Loss Function Vs Value

The Loss Function shows how wrong the prediction is versus actual. Lets see the error rate along different values of $a$ , considering $b$ as constant.

b=22000.

mse_list=np.empty(shape=(2,0))

for a in range(124112,154112):
    A=tensor([a,b])
    Y_test=X@A
    mse_val=mse(Y,Y_test)
    mse_np=np.array([a,mse_val]).reshape([2,1])
    mse_list=np.append(mse_list,mse_np,axis=1)

fig = plt.figure()
plt.plot(mse_list[0,:],mse_list[1,:])
plt.xlabel('a')
plt.ylabel('Error')

Text(0,0.5,'Error')

Now, we can see the value of Error. We can also relate that the value gets towards 0 as we reach an optimum value for $a$ .

Loss Function Vs Iterations

Now, lets look how the value of loss goes for this iterations of gradient descent.

def update():
    Y_hat = X@A
    loss = mse(Y,Y_hat)
    if t %10 ==0: print(loss)
    loss.backward()
    with torch.no_grad():
        A.sub_(lr * A.grad)
        A.grad.zero_()
    return loss

A =nn.Parameter(tensor(-1000.,2))
a_values=np.empty(shape=(2,0))
losses=np.empty(shape=(2,0))
for t in range(100):
    loss=update()
    loss_np=np.array([t,loss]).reshape([2,1])
    losses=np.append(losses,loss_np,axis=1)
    a_np=np.array([A[0],mse(Y,X@A)]).reshape([2,1])
    a_values=np.append(a_values,loss_np,axis=1)
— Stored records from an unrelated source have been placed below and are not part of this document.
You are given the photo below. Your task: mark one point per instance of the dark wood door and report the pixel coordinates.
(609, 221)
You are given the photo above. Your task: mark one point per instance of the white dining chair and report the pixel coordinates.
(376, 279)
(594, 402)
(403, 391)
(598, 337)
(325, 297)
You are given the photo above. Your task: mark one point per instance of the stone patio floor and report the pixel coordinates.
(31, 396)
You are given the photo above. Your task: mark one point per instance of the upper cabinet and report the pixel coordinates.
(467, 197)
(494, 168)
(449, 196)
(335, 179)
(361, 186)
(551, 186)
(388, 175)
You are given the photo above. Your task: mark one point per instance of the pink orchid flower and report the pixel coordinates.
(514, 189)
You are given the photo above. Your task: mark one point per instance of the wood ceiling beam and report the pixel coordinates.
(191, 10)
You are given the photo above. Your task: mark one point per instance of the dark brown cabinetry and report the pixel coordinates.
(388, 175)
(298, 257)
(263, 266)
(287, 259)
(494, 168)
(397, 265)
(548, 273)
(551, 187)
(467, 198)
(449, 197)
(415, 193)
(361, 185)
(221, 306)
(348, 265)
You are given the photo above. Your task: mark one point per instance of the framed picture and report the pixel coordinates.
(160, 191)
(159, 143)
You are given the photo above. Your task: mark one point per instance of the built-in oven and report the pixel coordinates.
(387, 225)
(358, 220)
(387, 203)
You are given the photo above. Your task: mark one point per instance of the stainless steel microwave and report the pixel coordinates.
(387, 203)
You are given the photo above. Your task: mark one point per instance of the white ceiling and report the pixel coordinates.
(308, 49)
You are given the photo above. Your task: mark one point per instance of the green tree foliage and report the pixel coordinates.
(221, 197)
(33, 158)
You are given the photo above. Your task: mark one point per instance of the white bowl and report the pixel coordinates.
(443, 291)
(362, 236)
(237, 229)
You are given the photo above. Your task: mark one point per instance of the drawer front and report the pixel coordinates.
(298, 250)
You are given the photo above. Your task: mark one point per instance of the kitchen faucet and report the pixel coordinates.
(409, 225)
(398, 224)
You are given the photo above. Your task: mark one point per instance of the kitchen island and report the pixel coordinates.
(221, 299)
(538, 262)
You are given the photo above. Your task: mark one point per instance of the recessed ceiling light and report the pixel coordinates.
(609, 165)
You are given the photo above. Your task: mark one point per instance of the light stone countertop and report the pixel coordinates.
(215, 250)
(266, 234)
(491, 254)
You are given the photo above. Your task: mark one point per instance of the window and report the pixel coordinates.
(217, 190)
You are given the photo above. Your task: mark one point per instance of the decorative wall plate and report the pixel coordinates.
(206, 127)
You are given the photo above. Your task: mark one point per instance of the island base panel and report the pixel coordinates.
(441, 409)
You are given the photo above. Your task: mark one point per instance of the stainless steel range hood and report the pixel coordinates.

tensor(1.1503e+10, grad_fn=<MeanBackward1>)
tensor(2.2840e+09, grad_fn=<MeanBackward1>)
tensor(1.1763e+09, grad_fn=<MeanBackward1>)
tensor(9.3902e+08, grad_fn=<MeanBackward1>)
tensor(8.8605e+08, grad_fn=<MeanBackward1>)
tensor(8.7420e+08, grad_fn=<MeanBackward1>)
tensor(8.7155e+08, grad_fn=<MeanBackward1>)
tensor(8.7095e+08, grad_fn=<MeanBackward1>)
tensor(8.7082e+08, grad_fn=<MeanBackward1>)
tensor(8.7079e+08, grad_fn=<MeanBackward1>)

fig = plt.figure()
plt.plot(losses[0,:99],losses[1,:99])
plt.xlabel('Iterations')
plt.ylabel('Error')

Text(0,0.5,'Error')

Now, We could see that the Cost or Error reduces as the number of iterations increase. After a point, we no longer see a decrease in error rate. This error is due to the anonymity.

Note The post is mainly inspired from the Fast AI course.